Switching to a MacBook Air in Q1 of 2019


It’s been a really long time since I did a post on hardware recommendations. I guess it’s better late than never.


  • My views here are based on the daily usage of a regular office worker. This means email, browsing, music, file management, and other basic tasks. I’m not considering heavy tasks such as photo or video editing, or anything more taxing.
  • It’s Q1 of 2019. So the newly designed retina MacBook Air has finally been launched.
  • I’m assuming you’re migrating from a Windows environment and have no experience in macOS.
  • As usual, I did one of these posts because I was writing up a recommendation for someone and figured I might as well make the advice public, and thus reusable.

What I’d suggest

Get the current retina MacBook Air with at least 16GB of RAM, and 512GB of storage space.


  • You’ll need to learn how to use macOS. It might seem a daunting task at first, but from my experience, after a week or two of daily use, you’ll get the hang of it.
  • There will be new apps (programs) that you’ll need/want to familiarise yourself with. Such as Apple Notes, Safari, and the Finder.
  • You’ll probably want to purchase a few apps. Just like in Windows, you’ll probably want more than the stock apps to do your daily work. The best apps are usually paid apps. If it makes you life easier at a reasonable price, I’d suggest you just buy the app.
  • You might want to consider purchasing some iCloud storage. Apple is currently still only offering 5GB of iCloud storage for free. It was embarrassing years ago, and it’s still embarrassing in 2019. You don’t need to purchase it, but having photos and files sync across your macOS and iOS devices seamlessly is pretty awesome.
  • Nothing is perfect. Switching to a MacBook Air isn’t going to make all your computing issues just disappear overnight. Just go with the flow and learn as you go.


  • macOS is awesome. I can’t imagine going back to Windows. Every time I use a Windows machine, I get so frustrated.
  • The core apps for work are all available, and native. The whole Microsoft Office suite, which includes Word, Excel, PowerPoint, and Outlook are available as native macOS apps. Other apps such as OneDrive, Google Drive, Dropbox, Chrome, Photoshop, Whatsapp, WeChat, and many more are all available.
  • Excellent syncing. Photos, contacts, calendars, iMessages will (in theory) sync seamlessly with your iOS devices. The cynic in me will say that it works most of the time.
  • It uses a USB-C charger. So you can share a charging brick with your iPhone, assuming you have a USB-C to Lightning cable. I’d get mine from Anker.
  • It’s a lightweight machine. Easy to carry around.
  • The Retina display is amazing. You’ll never go back to a non-retina display.
  • You can ask me for advice. While this might sound pretentious, but the truth is I’m always giving out tech advice. My absence from the Windows ecosystem for years more or less means I can only support people who ask me questions on macOS or iOS nowadays.
  • It’ll work amazingly well with AirPods. You might want to hold out for the AirPods 2, but whether you wait or not, Apple’s AirPods are amazing and worth every penny. The integration between macOS and iOS is flawless.
  • Apple Notes. It’s a simple app, but surprisingly I haven’t found a good and reliable alternative to this, and I’ve probably tried every note taking app available.

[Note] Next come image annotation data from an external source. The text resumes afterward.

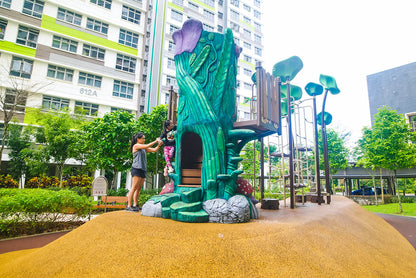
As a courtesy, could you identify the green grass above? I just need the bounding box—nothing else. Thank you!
[363,203,416,216]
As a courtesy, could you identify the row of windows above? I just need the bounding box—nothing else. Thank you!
[0,19,140,73]
[10,56,134,99]
[0,0,141,48]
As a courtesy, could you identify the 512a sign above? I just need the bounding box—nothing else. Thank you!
[79,88,98,97]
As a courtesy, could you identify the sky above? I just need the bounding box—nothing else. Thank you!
[262,0,416,145]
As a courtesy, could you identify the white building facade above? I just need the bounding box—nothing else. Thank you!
[0,0,148,122]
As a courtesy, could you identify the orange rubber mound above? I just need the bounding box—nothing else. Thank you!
[0,196,416,278]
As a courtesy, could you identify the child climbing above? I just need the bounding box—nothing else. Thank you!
[160,120,176,176]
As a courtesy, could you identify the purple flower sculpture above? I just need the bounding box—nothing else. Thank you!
[172,19,202,55]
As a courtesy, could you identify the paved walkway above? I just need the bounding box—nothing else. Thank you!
[0,205,416,254]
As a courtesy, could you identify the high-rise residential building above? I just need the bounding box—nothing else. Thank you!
[145,0,263,119]
[0,0,151,122]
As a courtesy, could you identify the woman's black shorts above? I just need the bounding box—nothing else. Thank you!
[131,168,146,178]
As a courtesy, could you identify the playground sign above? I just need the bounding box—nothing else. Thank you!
[91,176,108,196]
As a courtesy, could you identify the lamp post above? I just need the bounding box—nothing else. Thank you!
[273,56,303,209]
[305,82,324,205]
[319,74,340,204]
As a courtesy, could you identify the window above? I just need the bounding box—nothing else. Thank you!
[0,0,12,9]
[42,96,69,111]
[116,54,136,73]
[52,36,78,53]
[230,10,240,21]
[202,23,214,32]
[168,41,176,52]
[22,0,45,18]
[254,22,261,32]
[56,8,82,26]
[121,6,142,24]
[168,58,175,69]
[243,29,251,38]
[230,22,240,33]
[204,10,215,21]
[188,2,199,11]
[169,25,179,35]
[78,72,102,88]
[87,18,108,34]
[111,107,131,114]
[166,75,176,86]
[254,34,261,44]
[230,0,240,8]
[204,0,215,8]
[172,0,183,7]
[254,47,261,56]
[0,18,7,40]
[244,68,251,76]
[243,42,251,49]
[113,80,134,99]
[90,0,111,10]
[16,25,39,48]
[253,10,261,19]
[243,4,251,12]
[170,10,183,22]
[82,44,105,61]
[10,57,33,78]
[243,16,251,24]
[4,89,27,112]
[244,82,251,90]
[74,101,98,116]
[244,55,251,63]
[118,29,139,48]
[47,65,74,82]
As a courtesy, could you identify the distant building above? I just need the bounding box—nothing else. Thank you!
[143,0,264,119]
[367,63,416,131]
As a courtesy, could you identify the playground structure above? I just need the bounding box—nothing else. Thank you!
[142,20,336,223]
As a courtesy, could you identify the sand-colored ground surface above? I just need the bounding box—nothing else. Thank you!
[0,196,416,278]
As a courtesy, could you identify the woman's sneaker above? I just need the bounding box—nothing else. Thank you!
[131,206,141,211]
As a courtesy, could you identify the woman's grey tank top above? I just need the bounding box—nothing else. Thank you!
[131,149,147,171]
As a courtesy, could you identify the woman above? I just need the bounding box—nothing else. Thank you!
[126,132,162,211]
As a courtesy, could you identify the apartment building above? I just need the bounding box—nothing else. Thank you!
[145,0,263,119]
[0,0,150,122]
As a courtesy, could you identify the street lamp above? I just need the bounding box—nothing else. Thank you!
[305,82,324,205]
[272,56,303,209]
[318,74,340,205]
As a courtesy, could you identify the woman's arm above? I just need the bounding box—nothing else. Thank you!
[133,138,161,152]
[146,139,163,153]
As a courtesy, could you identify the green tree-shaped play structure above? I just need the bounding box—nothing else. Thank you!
[171,20,255,200]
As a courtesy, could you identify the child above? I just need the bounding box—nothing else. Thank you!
[160,120,176,177]
[126,132,163,211]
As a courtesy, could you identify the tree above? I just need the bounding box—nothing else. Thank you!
[83,111,138,189]
[0,66,51,167]
[6,124,30,179]
[358,106,416,213]
[318,129,350,174]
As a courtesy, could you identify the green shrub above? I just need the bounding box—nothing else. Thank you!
[0,175,19,188]
[0,189,92,238]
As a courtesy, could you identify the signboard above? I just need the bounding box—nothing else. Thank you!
[91,176,108,196]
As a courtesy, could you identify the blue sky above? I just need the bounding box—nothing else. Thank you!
[262,0,416,146]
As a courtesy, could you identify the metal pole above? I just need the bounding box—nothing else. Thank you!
[321,90,331,205]
[286,77,295,209]
[260,137,264,200]
[313,96,321,205]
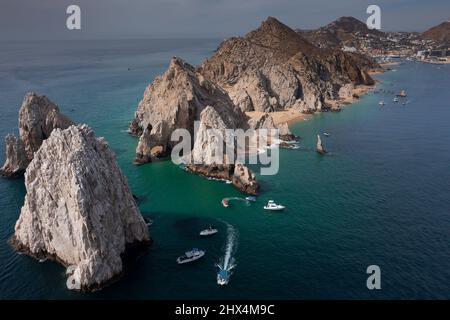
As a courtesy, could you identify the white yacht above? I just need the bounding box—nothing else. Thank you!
[264,200,285,211]
[177,248,205,264]
[217,267,231,286]
[200,226,219,237]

  • Welcome to Dongletown. Continuing Apple’s determination to be the trailblazer in USB-C adoption, the MacBook Air only comes with USB-C ports, so if you want to connect any USB device with a “normal” USB port, which is basically everything on the market, you’re going to need a dongle. Good USB-C dongles aren’t cheap, nor are they easy to find.
  • There are only two USB ports. Not only that, one of them will be occupied to keep the machine charged. So you’ll generally only have one port available. Good luck finding a reliable USB-C hub in 2019.
  • I still don’t trust the durability of the butterfly keyboard. Even taking into account the uncomfortable key travel on Apple’s redesigned keyboard with the butterfly keyboard mechanism, I still strongly dislike this keyboard as I don’t trust it to last through the lifetime of the machine. I don’t believe this third-generation butterfly keyboard will fix the well documented reliability issues that have plagued this controversial keyboard design. They cost a pretty penny to repair too.

Final Words

The MacBook Air and macOS may or may not be a good tool for you. As always, I recommend everybody to go check out the machine at a store, and think about what you need from a computer. Once you’ve determined your requirements and use case, you’ll be able to make a proper informed decision.